NAFTA Would Set Course for Economy In Global Competition

White House plans to push free-trade pact as No. 2 priority when Congress reconvenes

DAY after day, senior trade negotiators for the United States, Mexico, and Canada have been struggling over the final sticking points of the politically critical side agreements to the North American Free Trade Agreement (NAFTA).

The side agreements are intended to protect the environment and labor conditions from the possible ravages of more open competition across borders.

They will also govern how NAFTA lands on the political waters this fall, when the Clinton administration plans to take it to Congress as a priority second only to health care.

The debate over NAFTA represents a fundamental choice over how the country responds to the globalization of the economy. Some analysts say that the choice on NAFTA could set the US direction for years to come.

As jobs become less secure, competition with cheap-labor giants such as China more pervasive, and technology more productive, the drive to protect American jobs and markets at the border is likely to intensify.

Economists largely argue that free trade generally causes faster growth in all the economies involved, and that the American economy will be stronger and more efficient if it adapts to the strengths of foreign competitors.

But even optimistic scenarios include some shifting of American workers out of less-competitive industries and the necessity to compete by training and educating the American work force better.

"There's a huge world oversupply of labor," says Edward Leamer, an economist at the University of California at Los Angeles. "Workers of this country are feeling the effects of that."

Dr. Leamer made a study of NAFTA two years ago concluding that once free trade is established with Mexico, protectionist measures against any other country would have no effect on American jobs or wages. In other words, the US would be set on a free-trade course.

The bad news he estimates is that the lower-wage 70 percent of the American work force will earn an average of $1,000 less per year a decade from now due to free trade. The good news is that prices will be lower and the economy more productive.
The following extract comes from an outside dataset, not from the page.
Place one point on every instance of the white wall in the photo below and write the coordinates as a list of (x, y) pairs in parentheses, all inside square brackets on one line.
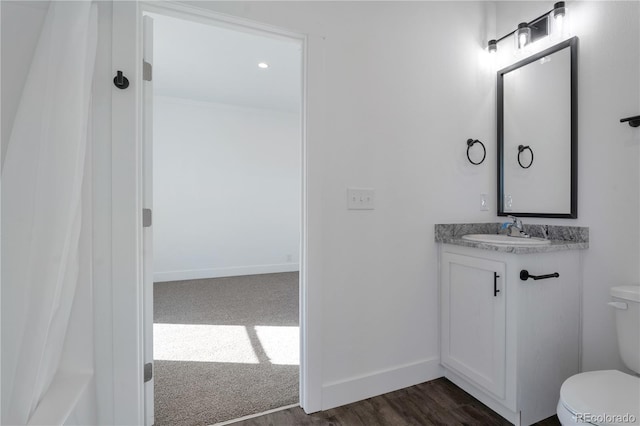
[(608, 202), (226, 190)]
One of the most wrenching questions behind the free-trade debate is how to protect these workers against competitors working for less than a tenth of the American wage.

"We know how to erect barriers," Leamer says, who prefers the free-trade option. "We're not so sure how to educate workers." Effect on US economy

Most studies are more optimistic than Leamer's. A review this summer by the Congressional Budget Office (CBO) concluded that the effect on American wages would be very small, probably less than 1 percent on all classes of labor, but positive.

Jeffrey Schott, an economist at the Institute for International Economics who co-wrote a book-length study of NAFTA earlier this year, says the agreement's small effect on American wages would surprisingly affect all income levels about equally.

The effect of NAFTA on the American economy overall is likely to be very small, at least for many years. The Mexican economy is only 4 percent of the size of the American, and Mexican access to US markets is already fairly unrestricted.

The impact on the Mexican economy would be much larger, and as Mexico becomes more prosperous in coming decades, it would have greater benefits for the US. Shift of investment

These expected benefits would come through shifting investment and jobs out of less-competitive industries, such as apparel or electrical equipment, and into those expected to expand, such as agriculture or transportation equipment.

The CBO analysts find that under the most credible estimates every shifted job would permanently add about $30,000 a year to the US gross domestic product.

The CBO survey finds that estimates of how many US workers would be forced out of declining industries and into expanding ones because of NAFTA to be in the range of 30,000 to 50,000 altogether over a number of years.

In the American economy, this is a minuscule number. In the normal churning of the US labor market even in a single, high-employment year, about 1.5 million workers lose their jobs.

The politics of ratifying NAFTA will look very different this fall from the just-concluded, highly partisan budget battle. Republican leaders on Capitol Hill are forecasting that President Clinton will have more Republican support, proportionately, than Democratic.

Strong side agreements on the environment and work conditions will help bring more Democrats on board. US Trade Representative Mickey Kantor is now negotiating over sanctions for breaking the agreements.

Senior Clinton administration officials say they expect to have NAFTA ratified in Congress by the end of the year.